Odebrecht entered into contract with North Sea Production for the conversion of a tanker into a floating production storage and offtake facility. A performance bond was issued on its behalf by the New Hampshire Insurance company with a maximum aggregate liability of £102 million. In fairly standard terms the bond required the guarantor to satisfy and discharge the damages sustained by the employer as the result of any breach of contract by the contractor where such damages were established and ascertained in accordance with the main contract.

In addition however, the performance bond provided that damages might be payable by the guarantor on the basis of an interim assessment to be either agreed between the parties, or determined by an independent expert. The expert was required to " determine as soon as practicable whether or not there has been a breach of contract by the contractor and if so what is the amount of the damages". Where the expert was unable to reach such a determination the bond provided that the expert should provide a written estimate of the amount of damages which would become payable under the terms of the bond. The expert was given powers at any subsequent time to revise his assessment or estimate of the damages.

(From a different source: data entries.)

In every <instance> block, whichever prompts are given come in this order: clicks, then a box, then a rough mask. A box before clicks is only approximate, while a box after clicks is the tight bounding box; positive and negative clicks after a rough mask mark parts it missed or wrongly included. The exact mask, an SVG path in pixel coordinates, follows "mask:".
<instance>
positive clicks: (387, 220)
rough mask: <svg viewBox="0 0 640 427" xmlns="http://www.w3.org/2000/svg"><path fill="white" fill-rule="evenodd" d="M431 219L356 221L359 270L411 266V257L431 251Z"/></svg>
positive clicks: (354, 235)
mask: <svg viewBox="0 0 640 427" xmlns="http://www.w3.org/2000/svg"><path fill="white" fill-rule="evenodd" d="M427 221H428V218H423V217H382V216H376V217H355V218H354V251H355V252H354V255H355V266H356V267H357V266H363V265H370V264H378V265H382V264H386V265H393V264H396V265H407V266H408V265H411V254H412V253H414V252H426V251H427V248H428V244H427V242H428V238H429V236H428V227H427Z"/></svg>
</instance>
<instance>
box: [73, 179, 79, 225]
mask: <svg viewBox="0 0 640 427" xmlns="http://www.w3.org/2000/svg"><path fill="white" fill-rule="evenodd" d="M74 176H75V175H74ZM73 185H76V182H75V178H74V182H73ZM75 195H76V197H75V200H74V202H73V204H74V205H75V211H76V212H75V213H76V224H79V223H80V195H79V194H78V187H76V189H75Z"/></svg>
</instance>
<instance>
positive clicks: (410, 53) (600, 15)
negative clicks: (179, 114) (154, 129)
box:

Mr Justice Dyson QC closely examined the terms of the bond to determine the manner in which the expert might have jurisdiction to deal with matters which had been considered in previous decisions. He was satisfied that the bond did not permit the revision by the expert of a previous finding of an issue of liability.

The case in question was however concerned primarily with the assessment of damages. It was argued that Odebrecht could not raise for a second time an issue of principle concerning quantum upon which the expert had already ruled. An example would be where the expert had decided that in assessing the damages sustained by the client he could not take into account any future losses because damages sustained could only be referring to sums already and actually incurred.

Mr Dyson did not agree with this argument. He could see no reason why a revision of the assessment of damages could not be based on a re-appraisal of legal arguments just as the revision could be based on a re-appraisal of the facts relating to the assessment. A distinction could not be made for holding that some quantum issues would be within the scope of the revised expert assessment and others would not.

Accordingly there could be no restrictions on the employer's right under the bond to require the expert to review his assessment or estimate of damages. Such a review would embrace any fresh evidence in respect of the damages which was relevant to the determination, as well as a re-appraisal of relevant legal arguments about the assessment of damages. It seems an adjudicator's decision may not always be the last word on a dispute before the matter goes to an arbitrator or the court.